Apa saja yang tidak dilakukan dengan semestinya adalah kesalahan bagi orang yang melakukannya. Yang menjadikan orang di sekitarnya tidak senang, pun rasanya kesalahan. Berbohong itu salah, mencuri itu salah. Terlambat itu salah, berisik itu salah. Tapi, kadang bohong itu dibenarkan dan mencuri itu tak dapat disalahkan. Kadang, terlambat itu dimaafkan dan berisik itu dibiarkan. Nampaknya salah itu memiliki subjektivitasnya sendiri, ya. Tergantung apa. Karena 'salah' ternyata tak punya rumus pasti, yang menjadikan kita resmi menjadi terdakwa.

Jika kita menjadi orang yang berbuat salah, adalah wajar timbul rasa takut karena bersalah. Adalah wajar, timbul rasa malu karena bersalah. Pun wajar, karena berani karena, takut karena salah. Pun wajar, sebab malu cabang dari keimanan. Mungkin wajar, jika ia yang bersalah mengeluh karena orang yang mempermasalahkannya tak kunjung usai. Mungkin pula wajar, jika ia yang bersalah tak terima atas keangkuhan orang di hadapannya. Tapi, suatu saat jika tempat itu dibalik. Ia akan berlaku serupa pada orang yang salah. Ah, sungguh ironi.

Saya kira, kita sering kali berlebihan untuk mengekspresikan punishment bagi mereka yang melakukan salah. Bukankah buang-buang energi saat melihat seseorang tersandung dan menabrak kita, lantas kita marah? Bukankah buang-buang energi saat kita melempar barang atau membanting pintu untuk ekspresi kecewa? Bukankah bisa jadi ekspresi itu pun kesalahan bagi yang lainnya? Ah, rumit.

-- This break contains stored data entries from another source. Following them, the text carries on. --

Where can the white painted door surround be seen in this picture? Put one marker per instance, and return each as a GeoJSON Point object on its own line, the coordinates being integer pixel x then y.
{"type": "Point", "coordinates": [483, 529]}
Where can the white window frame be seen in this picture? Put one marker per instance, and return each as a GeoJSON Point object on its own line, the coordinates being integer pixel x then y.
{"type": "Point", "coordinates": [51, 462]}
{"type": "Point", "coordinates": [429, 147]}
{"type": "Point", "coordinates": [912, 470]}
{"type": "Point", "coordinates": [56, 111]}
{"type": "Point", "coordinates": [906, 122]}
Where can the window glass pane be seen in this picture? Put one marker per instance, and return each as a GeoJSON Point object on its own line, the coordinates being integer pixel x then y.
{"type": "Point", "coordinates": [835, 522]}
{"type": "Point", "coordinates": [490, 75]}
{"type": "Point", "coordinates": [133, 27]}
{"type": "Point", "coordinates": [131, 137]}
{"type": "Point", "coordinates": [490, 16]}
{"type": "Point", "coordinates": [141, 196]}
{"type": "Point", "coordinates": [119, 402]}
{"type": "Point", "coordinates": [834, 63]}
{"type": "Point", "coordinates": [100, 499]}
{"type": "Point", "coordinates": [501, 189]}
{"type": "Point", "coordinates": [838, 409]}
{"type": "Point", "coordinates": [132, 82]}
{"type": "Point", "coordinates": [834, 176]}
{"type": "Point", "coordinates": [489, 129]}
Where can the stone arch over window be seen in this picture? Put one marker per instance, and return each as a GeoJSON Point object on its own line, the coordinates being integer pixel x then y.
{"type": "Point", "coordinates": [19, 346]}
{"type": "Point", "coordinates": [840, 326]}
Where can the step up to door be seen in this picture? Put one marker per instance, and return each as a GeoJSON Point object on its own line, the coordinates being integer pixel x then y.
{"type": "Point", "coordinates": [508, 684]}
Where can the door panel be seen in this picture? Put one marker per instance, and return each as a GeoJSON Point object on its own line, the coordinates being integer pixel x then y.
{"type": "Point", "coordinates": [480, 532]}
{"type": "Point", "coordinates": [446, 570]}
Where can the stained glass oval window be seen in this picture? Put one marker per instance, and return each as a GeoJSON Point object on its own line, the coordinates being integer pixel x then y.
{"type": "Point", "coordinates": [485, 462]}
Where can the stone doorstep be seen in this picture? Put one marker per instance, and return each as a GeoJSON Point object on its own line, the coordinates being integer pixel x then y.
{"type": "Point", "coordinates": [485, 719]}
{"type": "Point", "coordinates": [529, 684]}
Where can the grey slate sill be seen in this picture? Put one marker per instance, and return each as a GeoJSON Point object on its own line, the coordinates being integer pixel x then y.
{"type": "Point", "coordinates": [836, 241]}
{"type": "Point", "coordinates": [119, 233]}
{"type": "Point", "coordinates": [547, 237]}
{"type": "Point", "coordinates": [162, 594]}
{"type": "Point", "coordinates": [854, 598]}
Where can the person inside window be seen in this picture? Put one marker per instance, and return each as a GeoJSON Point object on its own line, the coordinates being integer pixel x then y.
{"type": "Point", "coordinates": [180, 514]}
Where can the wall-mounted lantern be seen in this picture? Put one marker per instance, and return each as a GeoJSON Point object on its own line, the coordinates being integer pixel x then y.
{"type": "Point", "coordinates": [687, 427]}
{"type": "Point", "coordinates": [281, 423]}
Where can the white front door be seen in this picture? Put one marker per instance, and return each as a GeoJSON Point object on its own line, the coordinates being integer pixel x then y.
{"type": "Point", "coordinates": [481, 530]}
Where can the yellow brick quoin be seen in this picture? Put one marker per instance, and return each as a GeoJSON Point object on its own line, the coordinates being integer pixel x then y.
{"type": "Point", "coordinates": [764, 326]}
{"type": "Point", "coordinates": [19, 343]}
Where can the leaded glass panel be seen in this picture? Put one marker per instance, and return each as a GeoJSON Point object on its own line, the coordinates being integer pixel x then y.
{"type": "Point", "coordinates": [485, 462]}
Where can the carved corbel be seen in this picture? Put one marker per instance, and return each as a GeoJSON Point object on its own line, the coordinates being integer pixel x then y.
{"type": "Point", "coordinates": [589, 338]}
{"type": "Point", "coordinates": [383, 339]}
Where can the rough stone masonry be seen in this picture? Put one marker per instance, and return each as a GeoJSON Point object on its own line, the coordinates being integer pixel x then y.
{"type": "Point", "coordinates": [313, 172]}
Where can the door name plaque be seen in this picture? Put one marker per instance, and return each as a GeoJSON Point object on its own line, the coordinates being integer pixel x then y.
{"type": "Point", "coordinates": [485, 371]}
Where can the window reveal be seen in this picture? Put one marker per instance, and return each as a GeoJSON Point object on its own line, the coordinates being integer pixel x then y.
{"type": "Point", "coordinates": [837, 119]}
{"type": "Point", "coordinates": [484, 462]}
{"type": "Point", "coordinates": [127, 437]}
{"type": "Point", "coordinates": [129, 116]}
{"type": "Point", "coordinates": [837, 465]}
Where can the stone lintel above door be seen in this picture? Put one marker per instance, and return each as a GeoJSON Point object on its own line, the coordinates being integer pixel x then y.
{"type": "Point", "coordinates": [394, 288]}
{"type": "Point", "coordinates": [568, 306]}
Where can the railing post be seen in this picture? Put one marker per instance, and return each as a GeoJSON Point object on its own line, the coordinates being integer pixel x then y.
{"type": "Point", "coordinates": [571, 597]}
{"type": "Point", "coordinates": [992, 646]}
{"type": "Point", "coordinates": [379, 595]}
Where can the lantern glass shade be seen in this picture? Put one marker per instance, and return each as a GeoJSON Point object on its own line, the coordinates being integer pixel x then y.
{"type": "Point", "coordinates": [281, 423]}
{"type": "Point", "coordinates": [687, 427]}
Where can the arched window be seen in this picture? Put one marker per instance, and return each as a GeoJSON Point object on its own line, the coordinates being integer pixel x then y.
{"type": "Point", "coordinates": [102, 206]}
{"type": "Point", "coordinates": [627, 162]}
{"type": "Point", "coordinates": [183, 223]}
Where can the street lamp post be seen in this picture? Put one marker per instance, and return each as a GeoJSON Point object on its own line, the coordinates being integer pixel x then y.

Saya kira, kita sering kali terkecoh wacana. Yah, mencuri itu salah dan berhak dihukum atas kesalahannya. Tapi, jika ia  mencuri karena lapar lantas kita sama menghukuminya. Bukankah kita yang salah? Mengapa tak tanggap dengan terdekatnya?

Saya kira, kita sering kali terkecoh suasana. Siapapun akan terhibur oleh rekan yang pandai berhumor, dan ia layak mendapat penghargaan. Tapi, akankah tetap dibenarkan jika ia membuat lelucon kebohongan dan membawa kata-kata tak pantas dalam berhumor?

Saya kira, kita seringkali terhisap ambisi. Meledak dahsyat amarah saat percik api belum sempat membakar dedaunan. Tapi, kita lupa meledak pada api-api besar yang membakar. Mengapa ledakan ekspresi itu seringkali salah preposisi? Ah, apakah aku yang salah?

Mengalun irama yang mengingatkanku pada detik-detik kematian sang Baginda Rasulillah. Mengalun lirik penghargaan tertinggi padanya, shalawatullahh 'alaika ya Rasulillah.

Duhai utusan, semoga kita dapat berjumpa dapat satu kebun bernama Firdaus, kelak. Aamiin.